The installation Hofpfisterei highlights Vaginal Davis as a writer, offering a rich collection of text material produced from the 1980s to the present. Featuring a wide range of genres – from poetry to long-format journalism to fabricated confessional literature and tabloid rag gossip columns – the presentation mirrors Ms. Davis’ dynamic leaps between downtown nightlife, academic lectures and gallery settings.

The diverse formats on display point to the various avenues of dissemination and circulation Ms. Davis has employed over the decades: pamphlets handed out at club nights, fanzines distributed by mail and community circulars, all of which paved the way for countless digital iterations of self-publishing. Speaking from the Diaphragm, Ms. Davis’ long-running online blog, was conceived in the early days of the internet, before the existence of blogging on pre-coded platforms. Visitors are invited to browse through decades of gossip, tell-alls and sharp culture reviews in their original forms.

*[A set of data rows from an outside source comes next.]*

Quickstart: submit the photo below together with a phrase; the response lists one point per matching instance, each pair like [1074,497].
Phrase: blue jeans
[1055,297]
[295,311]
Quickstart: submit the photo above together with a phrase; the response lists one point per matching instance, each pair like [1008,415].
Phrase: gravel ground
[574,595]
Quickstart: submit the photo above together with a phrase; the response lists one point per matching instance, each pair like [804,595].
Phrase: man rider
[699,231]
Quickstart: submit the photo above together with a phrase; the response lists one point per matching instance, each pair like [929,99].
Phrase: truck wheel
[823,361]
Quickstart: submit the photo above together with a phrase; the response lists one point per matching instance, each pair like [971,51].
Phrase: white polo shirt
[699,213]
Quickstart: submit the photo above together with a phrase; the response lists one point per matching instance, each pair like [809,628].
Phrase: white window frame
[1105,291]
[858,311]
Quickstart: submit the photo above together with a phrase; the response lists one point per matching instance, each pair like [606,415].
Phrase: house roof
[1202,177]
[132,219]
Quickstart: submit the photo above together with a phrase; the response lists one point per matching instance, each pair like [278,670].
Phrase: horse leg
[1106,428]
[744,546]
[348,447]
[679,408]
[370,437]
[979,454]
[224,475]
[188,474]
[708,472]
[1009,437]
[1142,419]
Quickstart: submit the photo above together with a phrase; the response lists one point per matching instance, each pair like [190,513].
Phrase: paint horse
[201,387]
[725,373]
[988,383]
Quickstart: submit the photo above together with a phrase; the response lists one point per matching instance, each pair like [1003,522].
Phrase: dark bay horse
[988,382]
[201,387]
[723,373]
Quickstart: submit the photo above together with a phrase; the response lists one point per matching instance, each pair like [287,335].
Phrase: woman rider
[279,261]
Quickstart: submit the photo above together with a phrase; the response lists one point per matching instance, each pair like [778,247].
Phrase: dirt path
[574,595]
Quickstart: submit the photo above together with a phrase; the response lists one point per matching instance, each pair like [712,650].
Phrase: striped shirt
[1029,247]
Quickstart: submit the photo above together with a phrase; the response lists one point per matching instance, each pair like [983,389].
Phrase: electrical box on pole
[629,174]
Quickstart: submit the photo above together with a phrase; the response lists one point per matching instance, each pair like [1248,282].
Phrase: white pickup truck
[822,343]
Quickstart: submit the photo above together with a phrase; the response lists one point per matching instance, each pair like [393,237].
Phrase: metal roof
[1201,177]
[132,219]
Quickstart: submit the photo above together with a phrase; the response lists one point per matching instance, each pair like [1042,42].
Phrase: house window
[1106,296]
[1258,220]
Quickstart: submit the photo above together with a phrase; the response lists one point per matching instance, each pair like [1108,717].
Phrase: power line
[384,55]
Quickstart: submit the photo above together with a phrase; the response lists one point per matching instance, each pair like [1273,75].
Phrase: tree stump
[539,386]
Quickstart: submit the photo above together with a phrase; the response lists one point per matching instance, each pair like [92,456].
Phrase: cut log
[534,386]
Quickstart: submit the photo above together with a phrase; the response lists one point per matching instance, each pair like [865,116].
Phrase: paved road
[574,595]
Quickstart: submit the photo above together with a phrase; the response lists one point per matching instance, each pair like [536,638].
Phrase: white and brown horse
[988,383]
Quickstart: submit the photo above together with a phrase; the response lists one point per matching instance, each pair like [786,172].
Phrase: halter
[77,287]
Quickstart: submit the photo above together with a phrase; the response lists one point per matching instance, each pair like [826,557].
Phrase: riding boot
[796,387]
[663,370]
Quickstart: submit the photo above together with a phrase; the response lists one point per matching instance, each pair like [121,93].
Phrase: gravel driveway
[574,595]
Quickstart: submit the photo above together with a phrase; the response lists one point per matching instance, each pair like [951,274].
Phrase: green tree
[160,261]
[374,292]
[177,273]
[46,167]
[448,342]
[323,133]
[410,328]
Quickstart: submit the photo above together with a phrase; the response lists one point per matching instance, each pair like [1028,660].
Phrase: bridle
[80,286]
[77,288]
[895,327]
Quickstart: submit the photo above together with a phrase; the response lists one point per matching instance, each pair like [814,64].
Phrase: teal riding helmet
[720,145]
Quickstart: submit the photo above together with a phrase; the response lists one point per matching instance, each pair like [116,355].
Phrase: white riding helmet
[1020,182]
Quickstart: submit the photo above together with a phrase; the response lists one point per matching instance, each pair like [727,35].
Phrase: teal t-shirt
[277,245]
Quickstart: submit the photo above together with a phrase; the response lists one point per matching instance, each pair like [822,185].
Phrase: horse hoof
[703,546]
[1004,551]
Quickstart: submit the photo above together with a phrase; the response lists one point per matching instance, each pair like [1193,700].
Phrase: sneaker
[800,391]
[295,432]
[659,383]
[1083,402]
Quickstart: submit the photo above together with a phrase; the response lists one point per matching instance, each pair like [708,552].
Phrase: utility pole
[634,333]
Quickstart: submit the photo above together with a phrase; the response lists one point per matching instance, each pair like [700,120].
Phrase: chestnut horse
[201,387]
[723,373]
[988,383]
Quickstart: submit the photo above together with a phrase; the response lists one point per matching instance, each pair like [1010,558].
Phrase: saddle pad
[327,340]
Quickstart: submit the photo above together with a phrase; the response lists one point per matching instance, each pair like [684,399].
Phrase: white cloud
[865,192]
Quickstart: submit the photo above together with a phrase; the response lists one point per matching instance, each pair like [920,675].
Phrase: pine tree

The title of the installation hints at one of Ms. Davis’ key methodologies. Attracted to the word and its sound after encountering it on a number of shops in Germany – “Hofpfisterei” is the name of a Bavarian bakery chain – Ms. Davis appropriates it for a new context and purpose.

CHEAP: Choose Mutation

With photographs by Annette Frick

“Choose mutation. Don’t wait for it to choose you.”

– Vaginal Davis

The video in the installation Choose Mutation combines found and original footage in a dystopian collage about paranoia and the effects of social and political control on language and the body. Its title is inspired by writer and philosopher Paul B. Preciado’s 2020 article, Learning from the Virus, in which he reflects on the political dimensions of illnesses and immunity. The sound and objects in the room are accompanied by nine larger-than-life black-and-white photographs by Annette Frick, featuring portraits of CHEAP from some of their earliest projects, including CHEAP Klub.

The art collective CHEAP was founded in Berlin in 2001 by translator Daniel Hendrickson, actor and artist Susanne Sachsse and film and queer studies scholar Marc Siegel. CHEAP’s work includes performances, videos, festivals, concerts, installations and radio shows. In any format, their practice combines theory and pleasure, politics and whimsy, aesthetics and sex. The collective frequently collaborates with artists of different disciplines such as Jonathan Berger, Bruce LaBruce, Pola Sieverding and Xiu Xiu. Ms. Davis has worked with the group from its early days, first as a guest, then as a crucial collective member.